As I remember it, I listened to him in dead silence, thinking this college educated man must know a lot more than I did. Yet, I left that room knowing, in my guts, that he should be, and must be, somewhere in his heart and mind, ashamed of himself for saying what he was saying to me. I felt no guilt or shame for having spoken to Uncle Bill in a manner consistent with the love and equality principles as taught in the Bible. I knew I had talked with Uncle Bill the same way I would have wanted Uncle Bill's son to talk to my father.
Uncle Bill was the first Black person I ever met and had the opportunity to talk with. In Mr. Buckner's brother I had my first encounter with the sickening race prejudice, which I was to learn later, infected many people in the South and the North. A sickness of the mind and heart that I have resisted and fought, if sometimes cowardly, and never too successfully, to this day.
In the parts of Alabama, where I was born and lived my first twenty-two years, there were no Blacks for the poor whites to exploit or with whom to compete for bread and status. There were no plantations sites to be found where slaves once did the work of there masters. No slaves at whom poor whites could look down there noses and feel superior.

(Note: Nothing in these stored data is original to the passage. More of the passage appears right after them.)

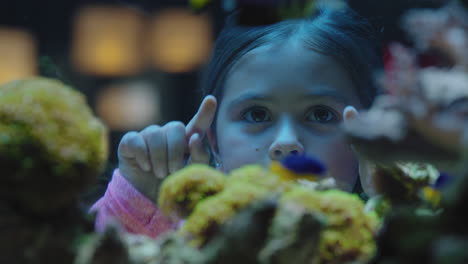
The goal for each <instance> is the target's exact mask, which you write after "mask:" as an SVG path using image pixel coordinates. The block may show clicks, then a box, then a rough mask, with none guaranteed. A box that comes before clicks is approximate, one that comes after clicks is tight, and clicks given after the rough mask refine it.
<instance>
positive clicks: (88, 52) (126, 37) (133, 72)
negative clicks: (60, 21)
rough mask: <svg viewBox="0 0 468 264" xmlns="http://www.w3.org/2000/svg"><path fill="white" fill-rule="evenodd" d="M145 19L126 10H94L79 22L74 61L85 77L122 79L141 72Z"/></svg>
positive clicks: (74, 44) (90, 10)
mask: <svg viewBox="0 0 468 264" xmlns="http://www.w3.org/2000/svg"><path fill="white" fill-rule="evenodd" d="M143 27H144V18H143V16H142V14H140V13H139V12H138V11H136V10H133V9H128V8H122V7H103V6H91V7H86V8H83V9H81V10H80V11H79V13H78V15H77V17H76V19H75V27H74V31H73V34H74V35H73V43H72V60H73V63H74V65H75V67H76V68H77V69H78V70H79V71H81V72H84V73H89V74H96V75H105V76H119V75H129V74H134V73H136V72H138V71H140V70H141V68H142V66H143V59H142V53H141V37H142V34H141V33H142V32H143Z"/></svg>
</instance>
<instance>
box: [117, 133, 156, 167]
mask: <svg viewBox="0 0 468 264" xmlns="http://www.w3.org/2000/svg"><path fill="white" fill-rule="evenodd" d="M148 154H149V153H148V149H147V147H146V143H145V140H144V139H143V137H142V136H141V135H140V134H139V133H137V132H128V133H126V134H125V135H124V136H123V138H122V140H121V141H120V144H119V147H118V149H117V155H118V157H119V159H120V160H121V162H130V163H133V162H136V163H137V164H138V166H139V167H140V168H141V169H142V170H143V171H146V172H148V171H150V170H151V165H150V161H149V159H148V156H149V155H148Z"/></svg>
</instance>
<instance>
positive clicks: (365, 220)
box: [280, 187, 379, 263]
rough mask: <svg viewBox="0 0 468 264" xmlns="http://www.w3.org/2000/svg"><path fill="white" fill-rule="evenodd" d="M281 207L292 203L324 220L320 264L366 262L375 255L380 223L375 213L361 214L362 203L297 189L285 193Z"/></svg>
mask: <svg viewBox="0 0 468 264" xmlns="http://www.w3.org/2000/svg"><path fill="white" fill-rule="evenodd" d="M280 203H282V204H284V203H294V204H295V205H297V206H302V207H304V208H306V209H308V210H311V211H312V212H315V213H317V212H318V213H321V214H323V215H325V216H326V218H327V225H326V228H325V230H324V231H323V233H322V235H321V240H320V245H319V247H320V262H321V263H337V262H339V263H341V262H345V261H357V260H366V259H369V258H370V257H371V256H372V255H373V254H374V252H375V249H376V245H375V241H374V235H375V232H376V230H377V227H378V223H379V222H378V219H377V216H376V215H375V214H374V213H366V212H365V211H364V203H363V202H362V201H361V200H360V199H359V198H358V196H357V195H355V194H350V193H346V192H343V191H339V190H326V191H311V190H310V189H306V188H303V187H297V188H294V189H293V190H291V191H289V192H286V193H285V194H284V195H283V196H282V197H281V201H280Z"/></svg>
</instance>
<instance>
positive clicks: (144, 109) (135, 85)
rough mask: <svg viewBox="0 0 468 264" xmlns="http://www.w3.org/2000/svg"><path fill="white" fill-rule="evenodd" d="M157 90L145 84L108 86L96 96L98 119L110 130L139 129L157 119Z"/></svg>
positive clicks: (158, 90) (126, 84) (147, 83)
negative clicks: (109, 128)
mask: <svg viewBox="0 0 468 264" xmlns="http://www.w3.org/2000/svg"><path fill="white" fill-rule="evenodd" d="M160 100H161V99H160V94H159V90H158V87H155V86H154V84H153V83H151V82H148V81H131V82H124V83H117V84H111V85H109V86H107V87H103V88H102V89H100V91H99V93H98V94H97V97H96V111H97V114H98V116H99V117H100V118H101V119H102V120H103V121H104V123H106V125H107V126H109V128H110V129H112V130H120V131H123V130H139V129H142V128H144V127H146V126H148V125H151V124H153V123H156V122H157V121H158V120H159V119H160V118H161V102H160Z"/></svg>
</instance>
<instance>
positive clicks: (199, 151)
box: [189, 133, 210, 164]
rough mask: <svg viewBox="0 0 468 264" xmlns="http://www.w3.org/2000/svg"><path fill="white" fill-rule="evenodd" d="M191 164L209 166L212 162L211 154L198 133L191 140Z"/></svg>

In the hills and hollows where I was reared, I doubt, except on hunting trips, Indians had ever spent the night. The people there, from the beginning, had only equals by whom to measure themselves. All had been poor whites and their descendants. It was, perhaps, for this reason that I learned first to think of, and look upon, every other person as an equal, before taking note of such differences as color of skin or speech. I never told Mr. Buckner about the lecture his brother gave me on how to talk to "niggers". If he told them they never broached the subject with me. I believe they would have had he told them.
(* A reference to that "something else" Carl Sandburg identifies in his poem "Wilderness".)